Выйдя после концерта на улицу, мы с Ильей  притулились к каменной ограде -  переждать, пока схлынет народ: рассядется по своим автомобилям и укатит – потому что улочки в Эйн Карем узенькие, крутые; на них и двум машинам не разминуться. Илюша, естественно, закурил. Подле нас сбилась кружком не слишком многочисленная ивритская компания. Я заметила, что в ее центре возвышается уже известный вам «Дядя Вася». Он чего-то там говорил, жестикулируя, а люди в кружке возбужденно и заинтересованно ему внимали. «… а сейчас мы с вами отправимся в русскую церковь..» – услышала я обрывок его последней фразы. Затем вся компания развернулась и уверенно последовала за ним вверх по дорожке.

- Слушай, Илья! Вон те, видишь? – израильтяне, которые сидели перед нами на концерте - они пошли сейчас в русскую церковь! Давай и мы пойдем за ними! У нас ведь есть еще время?

- Время есть. Пошли.

И мы отправились вслед за компанией – мимо осенних садов за каменными изгородями, мимо разнообразных калиточек и воротец, за которыми виднелись цветущие розы, темные гроздья спелого винограда, серебряные на фоне  безоблачного, слепяще-синего неба старинные плодоносящие оливы, тенистые смоковницы... Даже не берусь вам объяснить, почему вышеупомянутые растения кажутся мне такими красивыми... Мы не спеша миновали тихие, аккуратно возделанные монастырские угодья; затем открытый двор с табличкой «No Entrance!» и остановились у глухих железных ворот русского монастыря.

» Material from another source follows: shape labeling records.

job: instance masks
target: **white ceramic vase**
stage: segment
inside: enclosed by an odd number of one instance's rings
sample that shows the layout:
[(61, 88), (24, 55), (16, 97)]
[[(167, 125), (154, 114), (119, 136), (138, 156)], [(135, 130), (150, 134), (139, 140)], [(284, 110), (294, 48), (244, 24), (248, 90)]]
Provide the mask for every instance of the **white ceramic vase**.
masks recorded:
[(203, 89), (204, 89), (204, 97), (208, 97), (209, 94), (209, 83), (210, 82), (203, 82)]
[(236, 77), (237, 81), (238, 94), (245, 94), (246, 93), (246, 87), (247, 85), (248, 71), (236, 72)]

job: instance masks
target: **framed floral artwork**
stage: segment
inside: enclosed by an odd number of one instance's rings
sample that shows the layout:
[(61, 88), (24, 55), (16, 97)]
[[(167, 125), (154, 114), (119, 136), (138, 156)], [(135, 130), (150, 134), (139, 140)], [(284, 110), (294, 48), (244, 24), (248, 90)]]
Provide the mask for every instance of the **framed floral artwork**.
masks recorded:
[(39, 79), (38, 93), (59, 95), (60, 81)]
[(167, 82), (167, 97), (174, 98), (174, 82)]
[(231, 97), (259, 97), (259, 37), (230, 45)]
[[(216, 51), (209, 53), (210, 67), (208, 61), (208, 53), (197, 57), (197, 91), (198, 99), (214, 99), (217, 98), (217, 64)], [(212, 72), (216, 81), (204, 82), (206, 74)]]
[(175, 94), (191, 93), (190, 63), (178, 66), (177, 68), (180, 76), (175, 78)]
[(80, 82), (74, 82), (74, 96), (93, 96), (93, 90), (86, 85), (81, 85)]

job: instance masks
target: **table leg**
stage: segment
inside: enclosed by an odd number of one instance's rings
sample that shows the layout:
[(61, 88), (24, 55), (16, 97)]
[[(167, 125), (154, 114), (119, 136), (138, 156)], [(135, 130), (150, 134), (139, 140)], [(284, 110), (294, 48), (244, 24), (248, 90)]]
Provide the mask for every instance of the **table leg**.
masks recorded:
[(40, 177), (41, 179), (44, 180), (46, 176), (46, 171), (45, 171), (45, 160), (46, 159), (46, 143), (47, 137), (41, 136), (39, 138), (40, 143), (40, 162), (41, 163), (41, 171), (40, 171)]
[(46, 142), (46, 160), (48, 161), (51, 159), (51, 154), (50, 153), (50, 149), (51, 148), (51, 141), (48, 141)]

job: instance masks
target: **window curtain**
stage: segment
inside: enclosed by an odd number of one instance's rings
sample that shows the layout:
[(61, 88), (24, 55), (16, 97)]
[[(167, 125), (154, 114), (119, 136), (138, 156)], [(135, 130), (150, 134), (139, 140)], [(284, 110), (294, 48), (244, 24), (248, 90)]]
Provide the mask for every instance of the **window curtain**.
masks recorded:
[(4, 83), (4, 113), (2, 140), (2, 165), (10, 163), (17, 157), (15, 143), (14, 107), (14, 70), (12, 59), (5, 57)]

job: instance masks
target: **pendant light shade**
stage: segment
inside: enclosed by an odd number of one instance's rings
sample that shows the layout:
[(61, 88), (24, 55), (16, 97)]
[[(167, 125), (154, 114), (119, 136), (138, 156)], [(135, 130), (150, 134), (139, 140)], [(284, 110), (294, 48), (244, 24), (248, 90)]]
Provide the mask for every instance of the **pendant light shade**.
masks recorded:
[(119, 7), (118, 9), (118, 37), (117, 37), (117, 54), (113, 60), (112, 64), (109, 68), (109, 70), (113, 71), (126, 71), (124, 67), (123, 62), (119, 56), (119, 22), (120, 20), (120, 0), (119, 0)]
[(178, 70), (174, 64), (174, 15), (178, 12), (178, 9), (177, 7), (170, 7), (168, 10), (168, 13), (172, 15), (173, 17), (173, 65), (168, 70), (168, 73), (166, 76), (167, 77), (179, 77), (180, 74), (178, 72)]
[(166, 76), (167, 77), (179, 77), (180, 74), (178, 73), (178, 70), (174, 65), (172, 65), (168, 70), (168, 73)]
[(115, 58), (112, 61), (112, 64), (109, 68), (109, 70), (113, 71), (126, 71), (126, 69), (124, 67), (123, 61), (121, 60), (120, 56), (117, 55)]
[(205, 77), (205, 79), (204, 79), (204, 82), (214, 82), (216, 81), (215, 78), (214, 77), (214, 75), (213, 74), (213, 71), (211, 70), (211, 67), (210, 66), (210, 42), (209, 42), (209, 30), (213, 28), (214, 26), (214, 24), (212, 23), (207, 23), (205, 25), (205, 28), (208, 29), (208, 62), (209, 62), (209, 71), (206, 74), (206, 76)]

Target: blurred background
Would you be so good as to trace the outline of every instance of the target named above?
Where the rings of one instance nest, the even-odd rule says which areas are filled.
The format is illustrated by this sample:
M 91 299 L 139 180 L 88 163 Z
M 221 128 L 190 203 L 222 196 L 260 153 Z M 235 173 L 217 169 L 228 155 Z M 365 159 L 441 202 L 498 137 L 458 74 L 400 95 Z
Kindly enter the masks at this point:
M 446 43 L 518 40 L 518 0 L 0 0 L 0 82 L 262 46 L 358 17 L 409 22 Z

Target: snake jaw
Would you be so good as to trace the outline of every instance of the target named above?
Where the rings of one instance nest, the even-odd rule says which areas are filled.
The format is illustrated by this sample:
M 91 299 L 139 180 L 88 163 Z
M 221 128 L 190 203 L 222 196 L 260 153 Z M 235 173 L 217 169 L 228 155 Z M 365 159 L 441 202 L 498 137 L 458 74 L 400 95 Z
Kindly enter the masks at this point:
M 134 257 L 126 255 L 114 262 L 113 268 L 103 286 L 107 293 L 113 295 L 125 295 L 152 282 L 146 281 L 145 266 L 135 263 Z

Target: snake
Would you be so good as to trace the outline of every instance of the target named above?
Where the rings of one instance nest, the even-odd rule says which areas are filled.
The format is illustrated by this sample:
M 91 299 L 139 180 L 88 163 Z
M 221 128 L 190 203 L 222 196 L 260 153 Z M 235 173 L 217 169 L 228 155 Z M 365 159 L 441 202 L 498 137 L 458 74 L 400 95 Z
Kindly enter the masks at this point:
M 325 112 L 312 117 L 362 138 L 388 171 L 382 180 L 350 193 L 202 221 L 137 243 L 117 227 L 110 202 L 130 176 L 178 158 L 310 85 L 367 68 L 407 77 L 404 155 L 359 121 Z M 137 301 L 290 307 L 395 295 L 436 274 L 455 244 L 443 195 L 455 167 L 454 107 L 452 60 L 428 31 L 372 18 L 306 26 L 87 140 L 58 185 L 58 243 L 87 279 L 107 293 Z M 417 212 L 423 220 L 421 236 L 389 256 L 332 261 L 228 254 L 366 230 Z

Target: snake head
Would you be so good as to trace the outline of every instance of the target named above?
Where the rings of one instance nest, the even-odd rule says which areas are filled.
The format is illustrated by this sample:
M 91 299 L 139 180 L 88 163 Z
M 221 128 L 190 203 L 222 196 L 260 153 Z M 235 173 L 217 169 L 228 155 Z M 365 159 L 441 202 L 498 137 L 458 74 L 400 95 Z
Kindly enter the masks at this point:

Компания, по следам которой мы взбирались наверх, видимо, уже успела войти внутрь. Илюша попробовал открыть калитку, поскребся немного, и пожилой «ивритянин», держа возле губ указательный палец: дескать – тихо, ребята! – впустил нас и плотно затворил за нами калитку. Тем временем все остальные «ивритяне» продолжали безмолвно внимать «Дяде Васе» – он, видимо,  был у них руководителем или, может, экскурсоводом. Говорил он следующее:

- Товарищи![2] Вы находитесь на территории русского женского монастыря. Монашки, как вам должно быть известно, ведут совершенно закрытую от внешнего мира жизнь, и посетителей обычно к себе не пускают. Так что имейте в виду: о нашей сегодняшней экскурсии было договорено заранее…. Нам разрешили сюда войти, но поставили  при этом условия: во-первых - мы должны уважать их порядки; во-вторых - вести себя скромно, не  шуметь и не  ходить,  где вздумается –  повторяю, это монастырь, и только малая часть его территории  доступна для посторонних… И выключите, пожалуйста, свои сотовые телефоны…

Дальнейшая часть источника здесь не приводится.